The Group’s net revenue from new build yachts also rose by 7.7 per cent to €611.0 million, up from €567.4 million in H1 2023. Europe now accounts for 51.2 per cent of Ferretti’s total new build revenue and generated €313.0 million in sales– an increase of 17.9 per cent from the previous year. The Middle East and Africa (MEA) region also saw substantial growth, with revenues rising by 27.5 per cent to €112.8 million, comprising 18.5 per cent of the Group’s total revenue.
In the Americas, revenue grew by 3.5 per cent to €161.3 million, making up 26.4 per cent of total new yacht revenue. The North American market showed signs of a strong recovery in the second quarter, with demand increasing by over 28 per cent. In contrast, the Asia-Pacific (APAC) region experienced a steep decline, with revenues plummeting by 58.4 per cent to just €23.9 million.

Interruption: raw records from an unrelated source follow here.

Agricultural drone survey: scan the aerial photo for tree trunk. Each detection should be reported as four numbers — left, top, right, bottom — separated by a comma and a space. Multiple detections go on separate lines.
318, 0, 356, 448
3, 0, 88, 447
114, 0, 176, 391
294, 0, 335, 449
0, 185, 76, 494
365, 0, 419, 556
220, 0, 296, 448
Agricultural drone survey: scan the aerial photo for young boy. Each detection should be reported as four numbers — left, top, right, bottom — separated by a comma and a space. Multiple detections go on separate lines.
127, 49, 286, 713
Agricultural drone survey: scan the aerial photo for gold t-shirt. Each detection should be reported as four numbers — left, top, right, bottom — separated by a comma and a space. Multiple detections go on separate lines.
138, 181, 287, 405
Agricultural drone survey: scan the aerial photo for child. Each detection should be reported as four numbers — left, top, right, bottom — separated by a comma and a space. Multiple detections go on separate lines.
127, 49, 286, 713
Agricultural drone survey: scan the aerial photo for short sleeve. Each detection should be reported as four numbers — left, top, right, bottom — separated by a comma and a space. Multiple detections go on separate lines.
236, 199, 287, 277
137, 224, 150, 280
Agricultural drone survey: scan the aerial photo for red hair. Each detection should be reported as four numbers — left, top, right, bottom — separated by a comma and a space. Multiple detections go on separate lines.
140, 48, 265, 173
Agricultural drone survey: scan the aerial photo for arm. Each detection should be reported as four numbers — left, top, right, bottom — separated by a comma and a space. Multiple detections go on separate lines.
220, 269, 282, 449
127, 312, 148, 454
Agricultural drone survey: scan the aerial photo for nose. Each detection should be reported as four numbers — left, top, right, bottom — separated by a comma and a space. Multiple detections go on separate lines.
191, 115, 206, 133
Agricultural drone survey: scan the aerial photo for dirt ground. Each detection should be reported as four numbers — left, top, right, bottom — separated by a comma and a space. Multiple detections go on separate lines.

In terms of new orders, the superyachts segment saw the most dramatic growth, with orders surging by 84.2 per cent to €96.5 million. However, despite these revenue gains, Ferretti faced some challenges in maintaining its order intake in other areas, with orders for H1 2024 being €514.4 million, a 10.4 per cent decline compared to €573.8 million in H1 2023.
This decrease was particularly pronounced in the composite yachts segment, where orders fell by 38.5 per cent to €161.6 million. This segment, which accounted for 45.8 per cent of total order intake in H1 2023, now represents just 31.4 per cent, perhaps marking a shift in market demand. The ‘Made-to-Measure’ yachts segment, however, showed resilience, with orders increasing by 6.4 per cent to €256.3 million, accounting for 49.8 per cent of total order intake.

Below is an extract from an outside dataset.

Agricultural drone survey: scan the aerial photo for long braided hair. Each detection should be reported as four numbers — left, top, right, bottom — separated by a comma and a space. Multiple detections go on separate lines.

The shipyard’s entire order backlog as of 30 June 2024 stands at €1.5 billion, a 6.0 per cent increase from the previous year. This growth in backlog was also driven by the strong performance in the superyachts segment, which saw its entire backlog grow by 18.0 per cent to €521.9 million.
However, the net backlog (total orders not yet delivered minus revenues already booked) decreased by 5.2 per cent from March 2024 and 3.0 per cent year-on-year to €785.7 million, potentially signalling a cooling in demand. And while the financial results for H1 2024 are ultimately positive, several indicators point to potential headwinds that could challenge Ferretti moving forward.
The overall order intake decline of 10.4 per cent suggests a softening in demand, particularly in the composite yachts segment. Regional disparities in order intake are concerning too – Europe, Ferretti’s strongest market, saw a significant 39.1 per cent decline in new orders. The dramatic drop in the APAC region’s order intake (down 85.3 per cent) is also troubling, although both of these are contrasted sharply with the MEA region, however, which grew by 60.9 per cent, and the Americas, which increased by 28.1 per cent.
Ferretti is also facing rising costs in several areas, which could impact its margins. The amount the shipyard spent on raw materials and consumables increased by €17.2 million compared to H1 2023 – most likely attributable to inflationary pressures. External contractors’ costs also rose by €28.9 million.
Despite these challenges, Galassi maintains that Ferretti will continue to invest heavily in its future growth. The Group recently expanded its production capacity by acquiring additional land adjacent to its San Vitale shipyard, bringing the total production area in Ravenna to around 100,000 sqm. This expansion is expected to support increased production in the made-to-measure, composite and sail segments under the Ferretti Yachts and Wally brands.